Polymerase Chain Reaction Assays for the Detection of Cytomegalovirus in Organ and Bone Marrow Transplant Recipients

Abstract

Cytomegalovirus (CMV) infection is ubiquitous and results in a wide spectrum of clinical manifestations ranging from asymptomatic infection to severe life threatening disease. Infection in normal children and adults usually causes no symptoms but in the immuncompromised host, CMV may result in severe opportunistic infections with high morbidity and mortality. Historically, virus detection was dependent on culture of the virus or on a centrifugation culture system referred to as a shell vial assay. The shell vial assay frequently lacked sensitivity and was unable to detect infection in its early phase.
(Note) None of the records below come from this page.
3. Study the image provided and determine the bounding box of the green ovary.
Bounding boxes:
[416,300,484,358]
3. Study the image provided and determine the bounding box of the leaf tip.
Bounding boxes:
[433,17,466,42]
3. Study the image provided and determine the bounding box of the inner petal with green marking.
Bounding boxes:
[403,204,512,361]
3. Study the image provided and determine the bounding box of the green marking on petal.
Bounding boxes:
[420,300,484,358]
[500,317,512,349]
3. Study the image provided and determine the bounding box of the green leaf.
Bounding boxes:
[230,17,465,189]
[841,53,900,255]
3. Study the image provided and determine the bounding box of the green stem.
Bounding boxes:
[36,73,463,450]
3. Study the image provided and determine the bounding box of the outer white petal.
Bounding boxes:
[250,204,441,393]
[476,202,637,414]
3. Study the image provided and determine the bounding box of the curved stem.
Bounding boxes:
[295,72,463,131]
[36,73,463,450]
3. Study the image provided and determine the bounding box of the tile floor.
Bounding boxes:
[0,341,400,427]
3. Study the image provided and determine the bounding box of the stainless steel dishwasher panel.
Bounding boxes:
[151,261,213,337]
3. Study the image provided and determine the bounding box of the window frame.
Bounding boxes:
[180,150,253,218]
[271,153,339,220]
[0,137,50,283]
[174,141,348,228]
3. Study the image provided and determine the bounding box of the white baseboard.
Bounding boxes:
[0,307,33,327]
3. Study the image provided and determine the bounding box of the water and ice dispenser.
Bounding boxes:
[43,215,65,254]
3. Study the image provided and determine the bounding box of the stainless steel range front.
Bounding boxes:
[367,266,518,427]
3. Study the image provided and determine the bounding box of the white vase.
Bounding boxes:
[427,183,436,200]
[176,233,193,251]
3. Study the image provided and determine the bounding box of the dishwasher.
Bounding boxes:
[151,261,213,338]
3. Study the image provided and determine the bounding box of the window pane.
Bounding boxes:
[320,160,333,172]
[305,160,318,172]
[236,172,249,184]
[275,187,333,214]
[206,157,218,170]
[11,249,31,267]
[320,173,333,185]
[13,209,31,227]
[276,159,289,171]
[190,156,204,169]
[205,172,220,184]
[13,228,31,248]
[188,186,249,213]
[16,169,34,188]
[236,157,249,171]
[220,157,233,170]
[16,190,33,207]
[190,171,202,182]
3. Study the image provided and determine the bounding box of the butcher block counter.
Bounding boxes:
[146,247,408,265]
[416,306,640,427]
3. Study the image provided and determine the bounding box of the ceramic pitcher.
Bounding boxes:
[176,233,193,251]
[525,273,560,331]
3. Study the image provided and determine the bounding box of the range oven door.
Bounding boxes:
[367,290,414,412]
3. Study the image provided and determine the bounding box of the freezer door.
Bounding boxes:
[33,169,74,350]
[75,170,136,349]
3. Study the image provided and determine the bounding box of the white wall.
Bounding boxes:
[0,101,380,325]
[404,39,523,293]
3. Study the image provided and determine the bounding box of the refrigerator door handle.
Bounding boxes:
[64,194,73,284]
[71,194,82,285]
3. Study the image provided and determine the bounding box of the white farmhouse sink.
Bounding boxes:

Also, as with culture assays, the results were affected by antiviral therapy. The CMV antigenemia assay was developed to provide more rapid results and has gained wide usage. This assay is limited to detection of the virus in white blood cells and is more sensitive than culture or the shell vial assay. Application of the polymerase chain reaction (PCR) to these problems has resulted in the development of assays for CMV which are more sensitive than previously available methods. This method employs liquid hybridization with ³²P labeled probes and gel retardation analysis for detection of amplified DNA specific for each virus. A comparison of the detection of CMV by an antigenemia assay or the PCR method in the leukocytes of renal transplant patients revealed that the PCR assay detects cytomegalovirus earlier and more consistently than the antigenemia assay. Finally, the application of a fluorescent dye detection system and image analysis of the acrylamide gel with a laser scanner provides additional sensitivity to the detection of cytomegalovirus, as well as avoiding the use of radioactivity, making the assay more adaptable to the clinical laboratory.